A man walks into a bar followed by a rabbi, a clown, and a penguin wearing a tu-tu. They order a drink ... the bartender looks at them and says "What, is this some kind of a joke?"

Words to live by: I'd rather have a free bottle in front of me than a pre-frontal lobotomy

A man gets sent to hell. When he arrives there he is met by a well dressed doorman who guides him towards a magnificent ballroom filled with vintage wines and brandys and gorgeous women. He walks over to a table with a man sitting at it ... the guy is sobbing. The new arrival asks him why he is sobbing, this is as close to heaven as he could ever imagine -- not the endless enduring torture he expected.
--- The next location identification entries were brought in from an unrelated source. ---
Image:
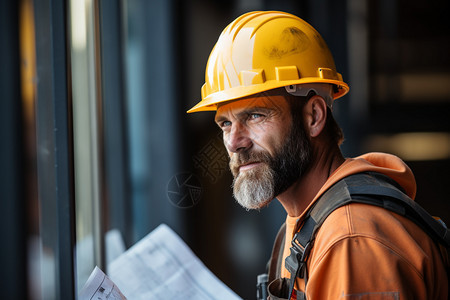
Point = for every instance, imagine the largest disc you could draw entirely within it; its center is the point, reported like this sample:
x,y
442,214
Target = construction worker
x,y
272,81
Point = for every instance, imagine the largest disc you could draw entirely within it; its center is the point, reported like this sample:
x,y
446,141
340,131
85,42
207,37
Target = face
x,y
268,148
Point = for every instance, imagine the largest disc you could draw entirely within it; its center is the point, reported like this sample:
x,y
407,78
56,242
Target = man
x,y
272,81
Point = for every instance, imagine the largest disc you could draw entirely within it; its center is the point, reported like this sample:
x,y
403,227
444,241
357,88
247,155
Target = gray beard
x,y
257,187
254,188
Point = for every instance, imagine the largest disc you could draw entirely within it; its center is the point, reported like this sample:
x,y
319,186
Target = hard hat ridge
x,y
264,50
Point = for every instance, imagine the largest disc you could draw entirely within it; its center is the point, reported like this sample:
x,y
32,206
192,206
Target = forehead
x,y
276,103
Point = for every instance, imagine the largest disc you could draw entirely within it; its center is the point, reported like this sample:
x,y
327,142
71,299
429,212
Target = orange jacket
x,y
367,252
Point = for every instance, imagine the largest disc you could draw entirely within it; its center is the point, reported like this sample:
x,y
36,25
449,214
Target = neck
x,y
298,196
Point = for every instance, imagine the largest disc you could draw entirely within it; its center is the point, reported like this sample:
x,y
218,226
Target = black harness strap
x,y
366,188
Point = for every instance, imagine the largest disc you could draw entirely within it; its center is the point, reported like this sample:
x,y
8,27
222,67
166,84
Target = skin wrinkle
x,y
283,162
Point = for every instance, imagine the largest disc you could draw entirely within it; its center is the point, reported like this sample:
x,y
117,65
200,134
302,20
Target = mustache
x,y
246,157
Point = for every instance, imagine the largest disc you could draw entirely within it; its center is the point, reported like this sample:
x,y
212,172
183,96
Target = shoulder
x,y
373,233
364,248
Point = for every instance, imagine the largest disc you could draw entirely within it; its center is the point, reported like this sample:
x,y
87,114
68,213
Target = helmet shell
x,y
264,50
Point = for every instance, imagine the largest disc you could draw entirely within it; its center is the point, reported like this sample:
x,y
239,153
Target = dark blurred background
x,y
96,138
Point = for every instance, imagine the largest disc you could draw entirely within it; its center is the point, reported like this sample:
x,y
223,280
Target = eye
x,y
255,116
224,124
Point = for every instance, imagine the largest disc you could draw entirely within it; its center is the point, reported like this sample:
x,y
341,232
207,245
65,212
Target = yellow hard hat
x,y
264,50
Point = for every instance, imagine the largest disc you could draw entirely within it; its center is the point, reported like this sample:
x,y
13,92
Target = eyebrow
x,y
244,112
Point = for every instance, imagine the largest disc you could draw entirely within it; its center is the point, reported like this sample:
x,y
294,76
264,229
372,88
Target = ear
x,y
315,115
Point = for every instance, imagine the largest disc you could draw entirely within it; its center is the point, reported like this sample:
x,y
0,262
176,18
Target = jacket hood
x,y
387,164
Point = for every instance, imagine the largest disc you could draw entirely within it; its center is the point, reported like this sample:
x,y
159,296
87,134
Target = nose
x,y
238,138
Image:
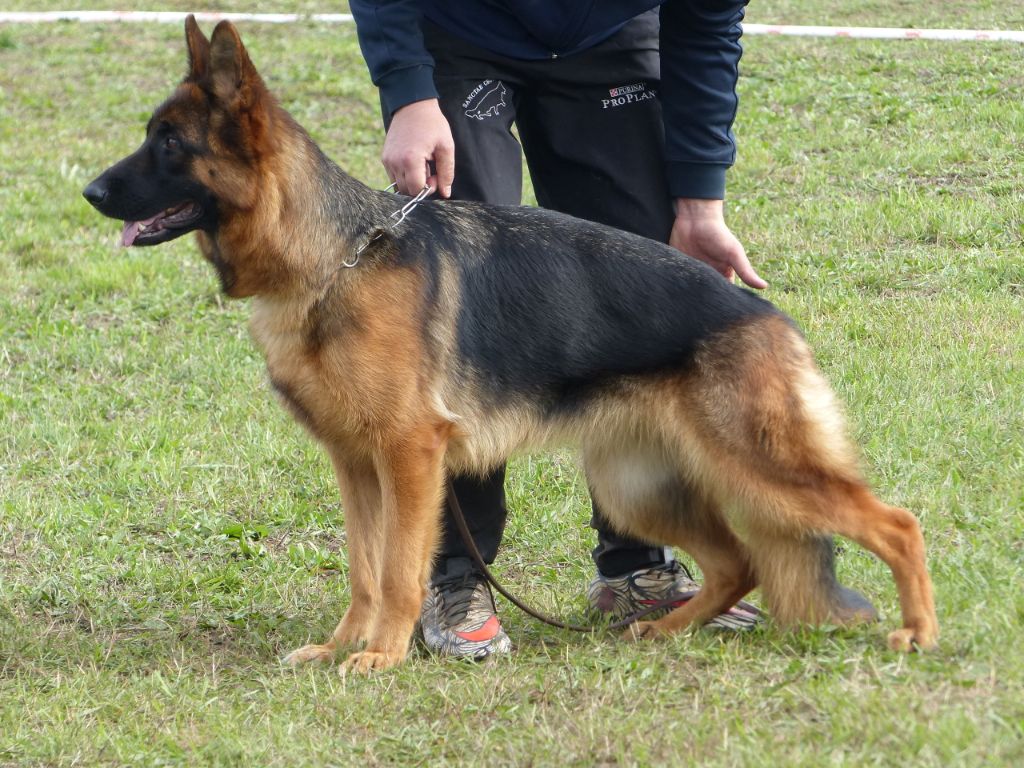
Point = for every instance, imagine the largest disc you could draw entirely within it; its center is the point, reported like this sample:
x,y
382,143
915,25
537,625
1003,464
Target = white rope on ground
x,y
862,33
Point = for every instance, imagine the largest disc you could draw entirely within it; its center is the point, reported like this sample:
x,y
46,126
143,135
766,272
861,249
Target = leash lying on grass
x,y
467,538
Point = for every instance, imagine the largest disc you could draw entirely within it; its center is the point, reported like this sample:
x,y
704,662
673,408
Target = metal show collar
x,y
393,220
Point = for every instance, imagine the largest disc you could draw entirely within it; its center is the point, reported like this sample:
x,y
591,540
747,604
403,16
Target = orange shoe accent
x,y
487,632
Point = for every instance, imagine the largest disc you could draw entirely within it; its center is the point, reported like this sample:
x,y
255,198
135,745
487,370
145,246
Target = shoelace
x,y
455,596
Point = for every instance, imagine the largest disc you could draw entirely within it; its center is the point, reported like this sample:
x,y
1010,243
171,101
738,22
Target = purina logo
x,y
628,94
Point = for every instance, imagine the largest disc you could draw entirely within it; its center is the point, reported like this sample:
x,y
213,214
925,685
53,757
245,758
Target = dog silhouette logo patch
x,y
485,100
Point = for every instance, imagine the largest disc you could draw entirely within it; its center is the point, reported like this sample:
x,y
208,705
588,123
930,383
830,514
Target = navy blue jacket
x,y
699,48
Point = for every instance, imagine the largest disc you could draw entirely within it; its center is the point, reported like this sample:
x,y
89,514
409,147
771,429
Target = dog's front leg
x,y
412,479
360,498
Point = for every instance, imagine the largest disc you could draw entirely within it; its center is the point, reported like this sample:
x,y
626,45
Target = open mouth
x,y
165,225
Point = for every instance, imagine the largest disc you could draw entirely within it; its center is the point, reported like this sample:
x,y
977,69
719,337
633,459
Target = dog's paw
x,y
642,631
367,662
909,640
310,653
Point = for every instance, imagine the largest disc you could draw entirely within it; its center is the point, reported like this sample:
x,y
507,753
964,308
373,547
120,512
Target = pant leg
x,y
477,95
594,141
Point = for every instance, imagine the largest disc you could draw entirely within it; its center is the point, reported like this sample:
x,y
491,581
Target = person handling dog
x,y
624,113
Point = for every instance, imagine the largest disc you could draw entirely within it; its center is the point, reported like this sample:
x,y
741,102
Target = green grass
x,y
167,532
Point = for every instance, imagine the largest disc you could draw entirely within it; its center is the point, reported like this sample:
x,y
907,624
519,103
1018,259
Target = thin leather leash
x,y
467,537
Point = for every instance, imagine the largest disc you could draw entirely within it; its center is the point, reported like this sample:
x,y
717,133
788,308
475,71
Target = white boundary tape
x,y
873,33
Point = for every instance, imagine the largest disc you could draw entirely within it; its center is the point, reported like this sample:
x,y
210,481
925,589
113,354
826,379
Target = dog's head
x,y
200,161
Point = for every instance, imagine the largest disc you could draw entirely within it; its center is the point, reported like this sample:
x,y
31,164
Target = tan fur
x,y
751,440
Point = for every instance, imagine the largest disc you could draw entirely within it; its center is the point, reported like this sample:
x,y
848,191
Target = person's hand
x,y
699,230
419,135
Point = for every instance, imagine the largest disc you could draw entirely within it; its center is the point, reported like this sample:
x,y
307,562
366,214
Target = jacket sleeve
x,y
392,45
700,51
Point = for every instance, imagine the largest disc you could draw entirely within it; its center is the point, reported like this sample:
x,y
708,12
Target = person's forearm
x,y
392,47
699,69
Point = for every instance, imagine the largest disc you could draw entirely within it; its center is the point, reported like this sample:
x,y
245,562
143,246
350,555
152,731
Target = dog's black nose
x,y
95,193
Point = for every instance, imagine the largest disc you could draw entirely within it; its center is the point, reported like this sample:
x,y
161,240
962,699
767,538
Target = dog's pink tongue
x,y
132,228
129,233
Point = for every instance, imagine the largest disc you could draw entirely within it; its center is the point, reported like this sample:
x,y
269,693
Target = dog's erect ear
x,y
233,77
199,49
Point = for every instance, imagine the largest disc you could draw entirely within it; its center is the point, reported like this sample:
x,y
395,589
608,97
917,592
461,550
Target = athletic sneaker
x,y
459,619
623,596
The crying man looks up at him and crys out in between sobs "Oh this is hell allright. All the bottles got holes in them, and the women don't". The new arrival sat down and started crying too.

A man is hiking up a mountain in Scotland following a beautiful, young, female hiking guide. They stop on the side of the mountain to take in the beautiful scenery when a sudden gust of air blows the ladies skirt up over her head. "Airy, ain't it" the man says. "well, what you espect it to be, bald" she replies.

The town flooded, and most of the towspeople have fled to the safety of a nearby hilltop. The sit there disconsolantly peering down at the lake where their homes used to be. Suddenly the people notice a straw hat ... it moves about 50' one direction, then does a 180 turn and heads back the other ... often moving against the curent. After watching this strange behavior for about 10 minutes someone finally asks, "I wonder what makes that durned hat act so strange", whereupon a soggy young hillbilly replies "Well, I ain't quite sher, but grandpappy was saying come hell or high water he was going to mow the lawn today!"